The subtext then: Relations between Taiwan and China were better than ever, and President Ma didn't want to upset the apple cart by hosting the man Beijing reviles as a "splittist" who heads up a treasonous "clique."
But today, Taiwan's government said the Dalai Lama would be allowed to visit, to tour areas affected by typhoon Morakot and comfort victims.
Why Ma's about-face? To be sure, the typhoon's deadly aftermath – including landslides and floods that may have killed more than 650 people – has made Taiwan the beneficiary of a host of celebrity visits, fundraisers, and sympathy. That makes the timing of a Dalai Lama visit much more appropriate.
But as with the comments in December, there's more here than meets the eye. The pro-independence opposition controls many of the areas in southern Taiwan that were worst hit by flooding and landslides after the typhoon. It was they who invited the Dalai Lama – putting Ma in a political bind. (One analyst went so far as to call it "blackmail.")
His government is already on the back foot after two weeks of relentless criticisms over its slow and disorganized response to the typhoon. And Ma is vulnerable to charges of caring more about China than his own Taiwanese people – especially pro-independence southerners.
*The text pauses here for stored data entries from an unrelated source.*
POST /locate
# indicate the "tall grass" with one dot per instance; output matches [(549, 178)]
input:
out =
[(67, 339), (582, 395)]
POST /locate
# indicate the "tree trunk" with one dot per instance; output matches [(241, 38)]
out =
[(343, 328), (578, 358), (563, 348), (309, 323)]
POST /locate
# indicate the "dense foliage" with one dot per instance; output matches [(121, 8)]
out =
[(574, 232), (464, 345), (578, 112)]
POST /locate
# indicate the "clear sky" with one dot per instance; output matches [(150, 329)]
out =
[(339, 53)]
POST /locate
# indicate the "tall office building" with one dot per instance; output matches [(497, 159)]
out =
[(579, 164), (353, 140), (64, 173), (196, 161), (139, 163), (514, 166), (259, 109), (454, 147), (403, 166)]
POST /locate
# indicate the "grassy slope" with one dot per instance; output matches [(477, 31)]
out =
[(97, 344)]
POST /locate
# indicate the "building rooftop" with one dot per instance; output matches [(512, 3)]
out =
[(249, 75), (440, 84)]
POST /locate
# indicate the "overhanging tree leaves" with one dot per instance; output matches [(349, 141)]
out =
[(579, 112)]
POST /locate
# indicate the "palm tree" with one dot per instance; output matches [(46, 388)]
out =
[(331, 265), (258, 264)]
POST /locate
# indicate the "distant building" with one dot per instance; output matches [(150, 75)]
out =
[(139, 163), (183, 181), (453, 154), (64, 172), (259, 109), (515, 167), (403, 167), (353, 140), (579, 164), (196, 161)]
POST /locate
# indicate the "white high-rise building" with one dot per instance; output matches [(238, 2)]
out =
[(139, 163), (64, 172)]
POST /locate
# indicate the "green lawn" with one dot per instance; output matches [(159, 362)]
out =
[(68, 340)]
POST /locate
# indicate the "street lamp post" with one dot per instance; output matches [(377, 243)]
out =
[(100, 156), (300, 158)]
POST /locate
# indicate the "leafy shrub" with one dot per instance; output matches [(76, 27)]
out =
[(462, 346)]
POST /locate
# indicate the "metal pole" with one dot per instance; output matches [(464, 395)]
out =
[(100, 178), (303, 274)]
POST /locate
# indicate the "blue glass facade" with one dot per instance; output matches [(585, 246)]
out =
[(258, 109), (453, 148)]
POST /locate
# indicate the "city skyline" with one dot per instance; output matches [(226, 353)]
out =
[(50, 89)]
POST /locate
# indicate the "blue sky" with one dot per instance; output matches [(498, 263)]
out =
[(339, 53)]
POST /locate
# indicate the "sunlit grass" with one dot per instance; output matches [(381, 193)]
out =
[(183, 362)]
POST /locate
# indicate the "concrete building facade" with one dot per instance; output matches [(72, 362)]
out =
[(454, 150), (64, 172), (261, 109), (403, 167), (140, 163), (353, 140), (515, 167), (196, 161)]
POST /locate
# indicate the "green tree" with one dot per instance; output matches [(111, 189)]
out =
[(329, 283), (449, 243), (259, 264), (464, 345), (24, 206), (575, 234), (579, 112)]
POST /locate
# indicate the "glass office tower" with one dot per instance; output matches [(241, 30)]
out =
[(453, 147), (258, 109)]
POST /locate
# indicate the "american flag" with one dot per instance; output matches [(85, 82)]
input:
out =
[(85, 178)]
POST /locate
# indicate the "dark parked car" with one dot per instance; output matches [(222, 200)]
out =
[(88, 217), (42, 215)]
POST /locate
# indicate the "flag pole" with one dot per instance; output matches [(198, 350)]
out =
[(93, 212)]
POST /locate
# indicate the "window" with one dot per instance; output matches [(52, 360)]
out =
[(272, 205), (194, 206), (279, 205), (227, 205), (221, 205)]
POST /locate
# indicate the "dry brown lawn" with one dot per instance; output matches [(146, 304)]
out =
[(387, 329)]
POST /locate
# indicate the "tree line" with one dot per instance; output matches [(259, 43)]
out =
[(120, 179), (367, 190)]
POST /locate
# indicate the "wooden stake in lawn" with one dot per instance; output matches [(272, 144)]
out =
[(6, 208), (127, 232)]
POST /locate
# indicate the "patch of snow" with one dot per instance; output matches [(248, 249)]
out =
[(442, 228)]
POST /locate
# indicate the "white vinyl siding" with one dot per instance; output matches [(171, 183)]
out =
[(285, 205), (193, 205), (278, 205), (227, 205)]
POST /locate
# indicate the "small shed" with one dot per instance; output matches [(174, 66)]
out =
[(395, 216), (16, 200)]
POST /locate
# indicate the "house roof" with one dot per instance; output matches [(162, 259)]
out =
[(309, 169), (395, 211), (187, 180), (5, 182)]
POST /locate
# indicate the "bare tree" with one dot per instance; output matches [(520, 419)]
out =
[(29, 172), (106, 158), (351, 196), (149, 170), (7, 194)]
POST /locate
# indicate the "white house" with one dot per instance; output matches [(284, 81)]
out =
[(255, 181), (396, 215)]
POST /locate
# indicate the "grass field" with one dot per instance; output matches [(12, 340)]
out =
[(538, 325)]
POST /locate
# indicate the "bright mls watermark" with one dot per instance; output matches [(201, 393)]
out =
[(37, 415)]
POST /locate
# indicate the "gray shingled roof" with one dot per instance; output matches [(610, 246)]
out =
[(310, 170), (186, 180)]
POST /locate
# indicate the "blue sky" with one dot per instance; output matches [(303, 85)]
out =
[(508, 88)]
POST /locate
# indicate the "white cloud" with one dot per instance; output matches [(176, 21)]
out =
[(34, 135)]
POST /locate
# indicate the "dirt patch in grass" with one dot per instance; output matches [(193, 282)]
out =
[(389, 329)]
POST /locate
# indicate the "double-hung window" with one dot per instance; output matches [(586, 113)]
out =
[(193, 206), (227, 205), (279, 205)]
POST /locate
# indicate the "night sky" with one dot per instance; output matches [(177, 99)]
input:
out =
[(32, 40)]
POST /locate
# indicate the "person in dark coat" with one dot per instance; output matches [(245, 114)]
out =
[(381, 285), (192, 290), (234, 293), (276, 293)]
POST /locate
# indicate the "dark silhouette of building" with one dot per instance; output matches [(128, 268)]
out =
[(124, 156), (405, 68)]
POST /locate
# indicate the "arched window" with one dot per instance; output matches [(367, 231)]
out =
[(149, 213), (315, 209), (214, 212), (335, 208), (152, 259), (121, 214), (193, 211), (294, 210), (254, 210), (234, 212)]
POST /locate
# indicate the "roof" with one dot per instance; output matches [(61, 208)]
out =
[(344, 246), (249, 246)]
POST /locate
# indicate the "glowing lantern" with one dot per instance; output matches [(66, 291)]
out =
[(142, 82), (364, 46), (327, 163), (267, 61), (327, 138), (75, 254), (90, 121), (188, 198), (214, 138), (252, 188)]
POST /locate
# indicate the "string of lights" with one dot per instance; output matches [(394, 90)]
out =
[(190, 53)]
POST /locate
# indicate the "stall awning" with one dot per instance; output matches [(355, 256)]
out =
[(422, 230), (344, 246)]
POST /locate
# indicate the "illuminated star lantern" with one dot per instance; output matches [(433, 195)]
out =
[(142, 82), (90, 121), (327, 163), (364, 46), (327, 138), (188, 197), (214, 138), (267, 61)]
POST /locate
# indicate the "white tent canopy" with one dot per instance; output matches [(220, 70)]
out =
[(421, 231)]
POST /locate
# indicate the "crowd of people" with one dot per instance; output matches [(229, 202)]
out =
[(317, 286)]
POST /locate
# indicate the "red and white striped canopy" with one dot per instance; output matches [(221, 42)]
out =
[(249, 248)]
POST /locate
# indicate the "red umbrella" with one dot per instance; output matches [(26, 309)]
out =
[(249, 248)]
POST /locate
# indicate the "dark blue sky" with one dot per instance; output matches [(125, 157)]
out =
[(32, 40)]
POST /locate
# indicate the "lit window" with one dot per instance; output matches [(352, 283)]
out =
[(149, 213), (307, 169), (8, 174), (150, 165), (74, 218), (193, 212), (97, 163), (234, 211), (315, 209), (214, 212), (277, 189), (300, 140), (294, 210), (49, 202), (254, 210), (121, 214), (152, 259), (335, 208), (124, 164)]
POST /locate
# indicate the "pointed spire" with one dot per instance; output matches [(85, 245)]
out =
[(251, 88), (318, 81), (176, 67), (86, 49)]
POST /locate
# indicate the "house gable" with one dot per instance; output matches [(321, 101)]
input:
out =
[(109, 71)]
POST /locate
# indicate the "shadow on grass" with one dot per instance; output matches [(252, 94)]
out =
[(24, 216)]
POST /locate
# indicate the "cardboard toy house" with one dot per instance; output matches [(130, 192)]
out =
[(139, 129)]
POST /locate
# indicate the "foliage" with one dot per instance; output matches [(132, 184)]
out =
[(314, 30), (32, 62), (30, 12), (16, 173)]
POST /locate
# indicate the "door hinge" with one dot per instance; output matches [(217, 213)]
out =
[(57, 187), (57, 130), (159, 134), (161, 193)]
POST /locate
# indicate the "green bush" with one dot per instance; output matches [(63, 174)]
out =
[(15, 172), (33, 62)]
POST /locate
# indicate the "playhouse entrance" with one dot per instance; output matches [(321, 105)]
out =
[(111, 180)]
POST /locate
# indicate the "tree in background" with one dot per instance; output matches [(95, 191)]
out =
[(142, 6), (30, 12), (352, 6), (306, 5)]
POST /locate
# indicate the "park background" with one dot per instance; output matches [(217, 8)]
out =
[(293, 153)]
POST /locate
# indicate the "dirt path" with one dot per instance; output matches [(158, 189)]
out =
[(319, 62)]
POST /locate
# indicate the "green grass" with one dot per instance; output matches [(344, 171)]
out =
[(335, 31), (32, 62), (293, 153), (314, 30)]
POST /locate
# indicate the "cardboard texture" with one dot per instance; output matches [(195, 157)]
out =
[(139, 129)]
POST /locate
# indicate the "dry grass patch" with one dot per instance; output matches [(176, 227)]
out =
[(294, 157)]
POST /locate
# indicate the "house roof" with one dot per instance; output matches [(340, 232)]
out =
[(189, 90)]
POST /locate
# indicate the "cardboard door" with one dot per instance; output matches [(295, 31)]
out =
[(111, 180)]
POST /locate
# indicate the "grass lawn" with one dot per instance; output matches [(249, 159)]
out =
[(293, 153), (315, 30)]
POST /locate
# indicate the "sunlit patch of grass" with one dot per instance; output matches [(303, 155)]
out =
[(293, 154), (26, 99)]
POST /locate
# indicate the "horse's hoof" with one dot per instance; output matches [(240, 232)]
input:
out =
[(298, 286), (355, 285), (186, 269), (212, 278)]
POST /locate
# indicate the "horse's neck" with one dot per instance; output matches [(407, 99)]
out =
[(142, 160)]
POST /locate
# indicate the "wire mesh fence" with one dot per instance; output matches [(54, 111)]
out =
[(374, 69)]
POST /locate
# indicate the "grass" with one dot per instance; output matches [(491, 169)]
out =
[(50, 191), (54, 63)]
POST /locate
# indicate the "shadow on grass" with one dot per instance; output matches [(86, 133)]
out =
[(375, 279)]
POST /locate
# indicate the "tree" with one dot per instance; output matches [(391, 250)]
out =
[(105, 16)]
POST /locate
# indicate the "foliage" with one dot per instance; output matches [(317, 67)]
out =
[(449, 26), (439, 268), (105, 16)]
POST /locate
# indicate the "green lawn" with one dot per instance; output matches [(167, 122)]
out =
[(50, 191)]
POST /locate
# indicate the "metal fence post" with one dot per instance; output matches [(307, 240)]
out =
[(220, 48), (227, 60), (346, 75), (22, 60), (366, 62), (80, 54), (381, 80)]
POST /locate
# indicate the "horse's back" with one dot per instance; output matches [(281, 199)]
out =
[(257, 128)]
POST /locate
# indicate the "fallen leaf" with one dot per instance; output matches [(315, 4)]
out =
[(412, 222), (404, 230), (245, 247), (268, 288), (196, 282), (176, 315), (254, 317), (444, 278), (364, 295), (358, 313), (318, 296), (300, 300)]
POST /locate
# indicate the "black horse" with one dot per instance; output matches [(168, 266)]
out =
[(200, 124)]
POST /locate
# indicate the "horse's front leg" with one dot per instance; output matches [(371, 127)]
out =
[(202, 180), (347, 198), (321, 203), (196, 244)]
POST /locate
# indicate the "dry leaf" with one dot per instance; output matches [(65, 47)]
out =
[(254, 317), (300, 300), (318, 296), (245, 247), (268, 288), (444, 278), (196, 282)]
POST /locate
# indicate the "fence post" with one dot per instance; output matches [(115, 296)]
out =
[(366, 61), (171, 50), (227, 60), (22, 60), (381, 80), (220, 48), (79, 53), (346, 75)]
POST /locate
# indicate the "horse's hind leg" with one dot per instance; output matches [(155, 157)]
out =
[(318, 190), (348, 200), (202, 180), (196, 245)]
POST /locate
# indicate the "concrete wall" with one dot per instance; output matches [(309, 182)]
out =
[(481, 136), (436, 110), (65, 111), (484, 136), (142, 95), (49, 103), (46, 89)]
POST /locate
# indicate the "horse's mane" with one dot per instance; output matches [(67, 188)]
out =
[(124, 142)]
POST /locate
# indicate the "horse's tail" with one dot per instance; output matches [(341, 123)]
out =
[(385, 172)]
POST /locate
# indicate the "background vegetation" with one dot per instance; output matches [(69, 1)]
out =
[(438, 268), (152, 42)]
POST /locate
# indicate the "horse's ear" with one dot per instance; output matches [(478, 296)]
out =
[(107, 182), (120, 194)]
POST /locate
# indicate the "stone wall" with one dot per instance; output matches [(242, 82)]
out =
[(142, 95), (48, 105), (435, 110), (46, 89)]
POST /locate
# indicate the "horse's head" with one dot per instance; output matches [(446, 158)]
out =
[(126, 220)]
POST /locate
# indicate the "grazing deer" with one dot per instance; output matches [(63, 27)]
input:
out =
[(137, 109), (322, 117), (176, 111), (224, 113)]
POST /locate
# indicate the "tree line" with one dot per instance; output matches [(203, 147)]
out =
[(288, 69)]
So he had two bad choices: let the Dalai Lama in, and incur China's wrath (which has already happened), or refuse him, and incur southerners' wrath.
The airwaves here have been filled with images of disaster victims yelling at, scolding, and crying in front of Ma as he belatedly tours hard-hit areas.
After several days of such treatment, a few rhetorical barbs from Beijing probably seemed like a small price to pay.